[We are quite sure that our (tor-)Mentor is mistaken in assuming a uniform weight for the atmosphere. It differs in different places. During our lecturing-tours, we have frequently observed an involuntary depression of the eyelids (producing almost an appearance of sleep) in a part of the audience, which we were at a loss to attribute to anything but the weight of the atmosphere. Water varies in the same way. It is hardly necessary to say that Lake Wetter derives its name from the superior quality of its dampness.]
“2. Of the specific gravity of the air he seems to be amusingly uncertain,—making it first 833 times and afterwards 770 times less than that of water; and in the same connection he says, in chosen phrase, that ’density, or closeness, is another quality of the atmosphere,’—as if it were its characteristic, and not common to all ponderable matter.”
[A very neat way of arriving at specific gravity in its densest form is to distil the “funny column” of a weekly newspaper. To arrive at the desired result in the speediest way, let the operation be performed in what is known among bucolic journalists as a “humorous retort.” Density and closeness should not be spoken of as equivalent terms. The former is a common quality of the human skull, rendering it impervious; whereas a man may be very close and yet capable of being stuck,—with bad paper, for example.]
“3. In mentioning the constituents of the atmosphere, he adopts without explanation the loose statement of some of the books, placing carburetted hydrogen on the same footing as to constancy and amount with carbonic acid, and making no allusion to nitric acid. Yet chemistry has shown, that, except in special localities, carburetted hydrogen occurs only as a slight trace, the existence of which in most cases is rather inferred than actually demonstrated, and that it has no important office to perform,—while nitric acid shares with ammonia in the grand function of the nourishment of plants. In a later paragraph the error is aggravated by the assertion, that ’no chemical combination of oxygen and nitrogen has ever been detected in the atmosphere, and it is presumed none will be,’—as if every flash of lightning did not produce a notable quantity of this compound, which, washed down by the rain, may be detected in almost every specimen of rain-water we meet. What would Johnstone, Boussingault, Liebig, and the other agricultural chemists say to this?”

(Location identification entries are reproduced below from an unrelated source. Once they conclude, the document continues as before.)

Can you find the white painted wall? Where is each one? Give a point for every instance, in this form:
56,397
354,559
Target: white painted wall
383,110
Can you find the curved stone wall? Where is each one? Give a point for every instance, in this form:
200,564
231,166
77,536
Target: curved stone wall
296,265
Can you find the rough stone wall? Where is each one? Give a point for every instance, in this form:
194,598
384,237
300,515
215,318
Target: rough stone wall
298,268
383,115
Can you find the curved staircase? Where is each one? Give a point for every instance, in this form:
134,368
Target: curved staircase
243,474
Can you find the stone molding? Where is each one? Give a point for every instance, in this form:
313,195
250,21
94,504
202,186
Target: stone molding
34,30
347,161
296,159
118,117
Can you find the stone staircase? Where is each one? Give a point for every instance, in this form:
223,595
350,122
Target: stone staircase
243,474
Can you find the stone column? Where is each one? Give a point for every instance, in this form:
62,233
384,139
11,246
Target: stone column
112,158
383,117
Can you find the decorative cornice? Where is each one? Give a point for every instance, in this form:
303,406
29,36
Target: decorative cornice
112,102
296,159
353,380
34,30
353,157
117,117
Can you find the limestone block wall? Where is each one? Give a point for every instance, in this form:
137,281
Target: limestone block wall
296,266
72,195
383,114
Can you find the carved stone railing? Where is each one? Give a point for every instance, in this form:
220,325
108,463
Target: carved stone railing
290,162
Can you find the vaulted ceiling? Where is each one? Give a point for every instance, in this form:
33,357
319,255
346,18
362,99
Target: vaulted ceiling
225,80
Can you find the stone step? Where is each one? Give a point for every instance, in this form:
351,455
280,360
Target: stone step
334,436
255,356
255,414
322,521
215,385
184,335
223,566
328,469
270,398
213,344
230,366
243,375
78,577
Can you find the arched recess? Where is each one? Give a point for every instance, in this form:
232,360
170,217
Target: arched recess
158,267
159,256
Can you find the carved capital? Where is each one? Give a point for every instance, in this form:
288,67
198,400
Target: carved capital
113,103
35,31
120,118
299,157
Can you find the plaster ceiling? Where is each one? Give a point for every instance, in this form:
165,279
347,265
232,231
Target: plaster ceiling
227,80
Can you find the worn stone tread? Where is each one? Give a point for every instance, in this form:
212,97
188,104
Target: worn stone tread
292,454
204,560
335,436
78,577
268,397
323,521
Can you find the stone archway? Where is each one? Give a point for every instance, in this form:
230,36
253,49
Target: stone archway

[For complete proof on this head, be struck by lightning. For ourselves, we are convinced, and would rather have some other head taken for an experiment by way of illustration. But any of our readers who is unsatisfied has only to place himself in front of a lightning-express-train with an ordinary conductor. To insure being struck, let the experimenter provide himself amply with patent safety-rods. At least, this result is pretty sure in houses, and is worth trying out of doors.]